I would like calculate when I would get a margin call if the odds go against me (FXPro 25% - margin call 20% stop out)
Data:
Brent crude oil Price $31.00
Leverage 100:1 (I'm not sure about the leverage matters in this case)
Balance: $10.000,-
lot size: 1 lot = 1.000 Barrels
Minimum price fluctuation: 0.01
1 tick: $10
Used margin per 1 lot: 0.50%
Margin Call: 25%
Swap long: -15.84
Swap short: -14.97
How many days would I survive ?
For example the price drops to $ 26 over a period of 6 months ?
Assuming that your CFD shop uses risk-based margining, you can only estimate the move that will ruin the account.
Theoretically, $10k / $10 per tick would = 1000 ticks would wipe out your initial balance.

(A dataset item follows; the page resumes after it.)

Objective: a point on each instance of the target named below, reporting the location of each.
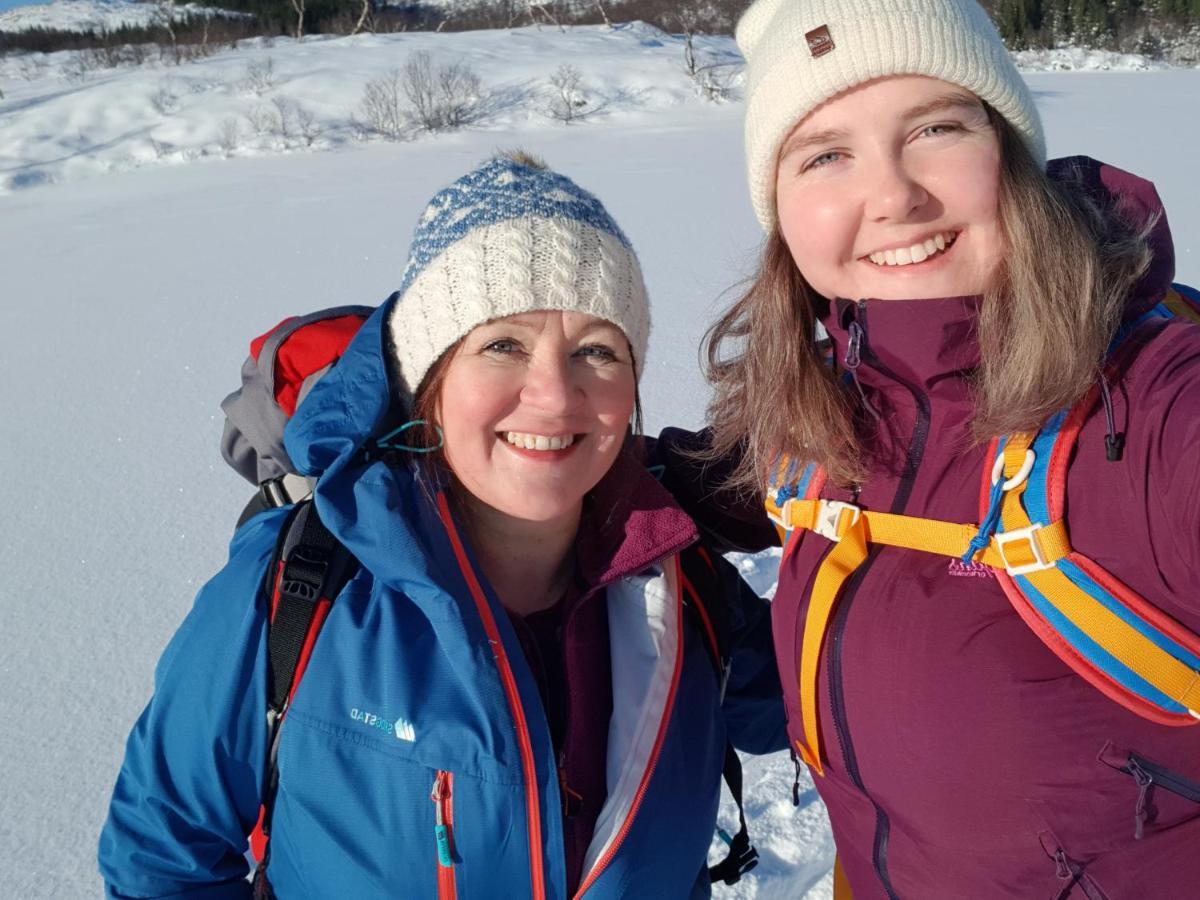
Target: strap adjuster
(1029, 535)
(285, 490)
(829, 515)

Practically you can get margin calls anytime on the way down to ~$2500, depending on
the number of CFDs that you use (that's also where leverage comes into play since position
size and leverage fasten or slow down this process). Speaking in images: The number of days
that you survive in an adverse price move depends on the fact if you meet a shark (a large loss
on size) or a swarm of piranhas (many small losses).

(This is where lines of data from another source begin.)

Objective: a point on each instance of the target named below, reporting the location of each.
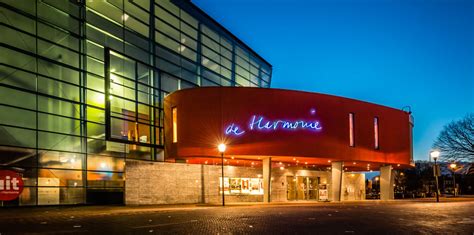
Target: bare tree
(456, 140)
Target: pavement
(421, 216)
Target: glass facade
(82, 84)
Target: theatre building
(126, 101)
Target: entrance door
(290, 188)
(302, 188)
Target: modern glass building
(82, 84)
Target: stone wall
(150, 183)
(178, 183)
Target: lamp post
(453, 168)
(435, 154)
(221, 148)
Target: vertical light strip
(351, 129)
(376, 132)
(174, 110)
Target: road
(370, 217)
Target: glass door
(302, 188)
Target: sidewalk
(94, 210)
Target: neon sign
(260, 123)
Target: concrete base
(387, 180)
(153, 183)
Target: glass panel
(169, 83)
(59, 142)
(96, 131)
(95, 115)
(17, 117)
(18, 78)
(18, 157)
(123, 108)
(53, 159)
(16, 137)
(56, 178)
(59, 89)
(125, 130)
(59, 124)
(102, 163)
(59, 107)
(104, 179)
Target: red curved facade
(295, 127)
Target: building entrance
(302, 188)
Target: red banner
(11, 185)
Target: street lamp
(435, 154)
(221, 148)
(453, 168)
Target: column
(267, 176)
(386, 183)
(336, 180)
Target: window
(174, 110)
(351, 130)
(376, 132)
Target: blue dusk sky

In regulated markets (i.e. the futures) you are practically out as soon as you cannot put up the initial margin
for the next trade. The remaining difference in a running trade is a virtual risk buffer of the clearing house against
unexpected adverse price moves that would let you (i.e. the counterpart) fail. If the move is larger than the risk-based
margining anticipates, you are prompted to put up additional cover (your account can already be shredded at that point
and you are working for clearing your debt).
Since Brent is only second to CL, I take the current CL data for the regulated exchange: Initial intraday margin is $2125
at the moment, overnight it's $4250; for maintenance, it's $1700/$3400. I.e.: As soon as your account
falls below ~$2125, your intraday oil trader career is terminated. If you think of holding overnight, ~$4250 is
your point of ruin - i.e. less than 600 ticks for your account size.

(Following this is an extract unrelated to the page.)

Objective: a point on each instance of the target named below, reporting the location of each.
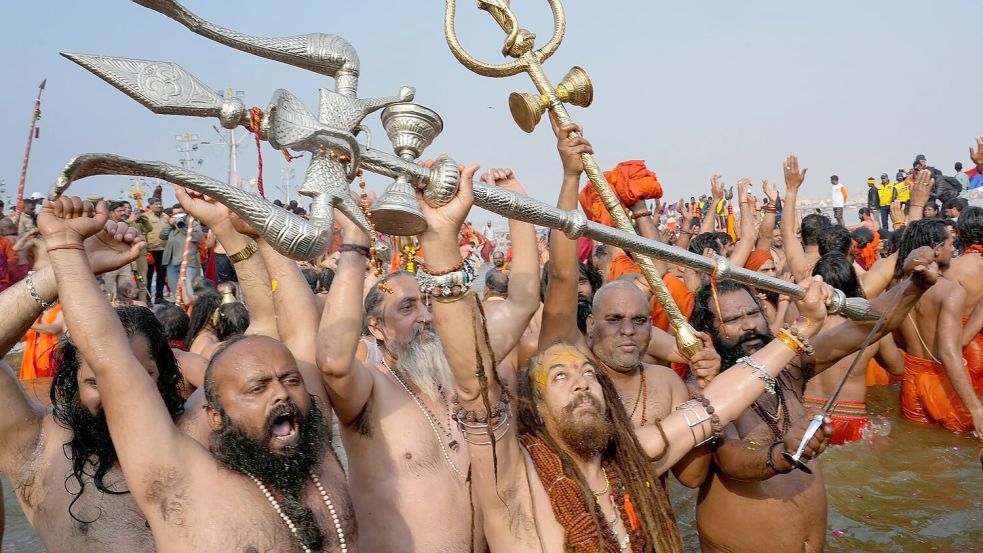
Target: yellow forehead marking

CFD shops normally allocate the different margins etc into one spread, so they normally offer individual "margin
calculators". Ask your shop for that. Secondly, many CFD shops don't put in the contract size brake at the size
of a real market contract but let you shred an account to near 0 (or below with larger than anticipated price moves)
with ever smaller contract fractions. Anyway: Even with any CFD shop "feature" used - 1000 ticks against you and
$10k are gone for every full contract (i.e. $10 per tick) that you trade.
Thanks choke35 for your response to the query. I wanted to see if I understand your response correctly.
I trade mostly ES with Tradestation. Let's say I have a balance of $10K ($5K is the minimum margin requirement + $5K to trade). And if I am long with 4 contracts and my system crashes and I don't have a Stop Loss (or my SL is not honored for some reason), what is my largest exposure if the market keeps on going against me? Will the margin call trigger and I'm out $10K max? Or is there more risk here?
Also, I'm not sure what you meant by - "your intraday oil trader career is terminated" in the following part -
"Since Brent is only second to CL, I take the current CL data for the regulated exchange: Initial intraday margin is $2125
at the moment, overnight it's $4250; for maintenance, it's $1700/$3400. I.e.: As soon as your account
falls below ~$2125, your intraday oil trader career is terminated. If you think of holding overnight, ~$4250 is
your point of ruin - i.e. less than 600 ticks for your account size."
Isn't this just a case of blowing out your account? Why can't I refill my account and continue trading?
Surely, you can refill your present account or open a new one and go on as long as you have any capital left.
But basically you have wiped out the initial account. (Besides, there is always an added risk by black sway events
that cost more than the margin and leave the trader with debts.)
Some traders have a considerable history of serially shredding accounts that way - always keeping up the
illusion that their trading is alive since there is still money left to be shred. But that's hardly the intention
of successful trading ...
Realize you are on the hook for whatever debits your trading account incurs...
Take your example - you have a $10K account, trading 4 ES contracts. Some Black Swan event hits, and ES drops 200 points before you get out.
Your account goes from $10K to NEGATIVE $30K.
You are on the hook for paying back that $30K.
It is possible that the brokerage decides to write off the debt. But in that case, you probably will never be able to ever open an account at another broker. No broker wants a trader who has history like that.